Ella le había acusado de vulgaridad, básicamente, pero él, en lugar de ofenderse, parecía haber archivado la información tan desapasionadamente como si le hubiera dado la previsión meteorológica para el día siguiente. Consideró sus impecables modales a la mesa, su forma de vestir, sus conocimientos de comida y vinos. Todo aquello era evidentemente parte de su formación, en la misma medida que el incumplimiento contractual o el Derecho constitucional. ¿Quién era exactamente Heath Champion, y por qué empezaba a gustarle tanto?
Se puso a doblar la servilleta del cóctel.
– Y… en cuanto a su verdadero nombre…
– Ya se lo dije. Campione.
– He estado investigando un poco. Hay una D en medio.
– Maldita la falta que le hace saber a qué corresponde.
– A algo malo, pues.
– Horroroso -dijo él secamente-. Mire, Annabelle, crecí en un descampado lleno de caravanas.
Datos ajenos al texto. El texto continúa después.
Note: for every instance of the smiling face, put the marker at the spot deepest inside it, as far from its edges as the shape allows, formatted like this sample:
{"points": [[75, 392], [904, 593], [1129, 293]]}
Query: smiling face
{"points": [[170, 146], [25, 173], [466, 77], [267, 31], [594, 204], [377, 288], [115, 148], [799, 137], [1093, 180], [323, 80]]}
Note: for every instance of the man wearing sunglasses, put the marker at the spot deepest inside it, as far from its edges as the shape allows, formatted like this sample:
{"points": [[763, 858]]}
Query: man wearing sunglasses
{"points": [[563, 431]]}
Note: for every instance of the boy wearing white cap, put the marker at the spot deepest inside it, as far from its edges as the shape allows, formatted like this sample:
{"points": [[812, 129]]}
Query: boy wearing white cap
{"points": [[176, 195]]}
No en un bonito camping para roulottes: eso habría sido el paraíso. Aquellos trastos no valían ni para chatarra. Los vecinos eran yonquis, ladrones, gente marginal. Mi dormitorio daba a un vertedero. Perdí a mi madre en un accidente cuando tenía cuatro años. Mi viejo era un tipo decente cuando no estaba borracho, pero eso no ocurría a menudo. Me he ganado a pulso todo lo que tengo, y estoy orgulloso de ello. No escondo mi procedencia. La placa metálica mellada que tengo colgada en el despacho, esa que reza BEAU VISTA, estaba en tiempos clavada en un poste que había no lejos de casa. La conservo como recordatorio del largo camino que he recorrido. Pero, aparte de eso, mi negocio es mío, y el suyo consiste en hacer lo que yo le diga. ¿Entendido?
– Jesús, sólo le he preguntado por su segundo nombre.
– No me vuelva a preguntar.
– ¿Desdémona?
Pero él se negó a seguir dándole conversación, y ella se quedó contemplándole la espalda mientras se dirigía a la cocina a presentar sus respetos a Mama.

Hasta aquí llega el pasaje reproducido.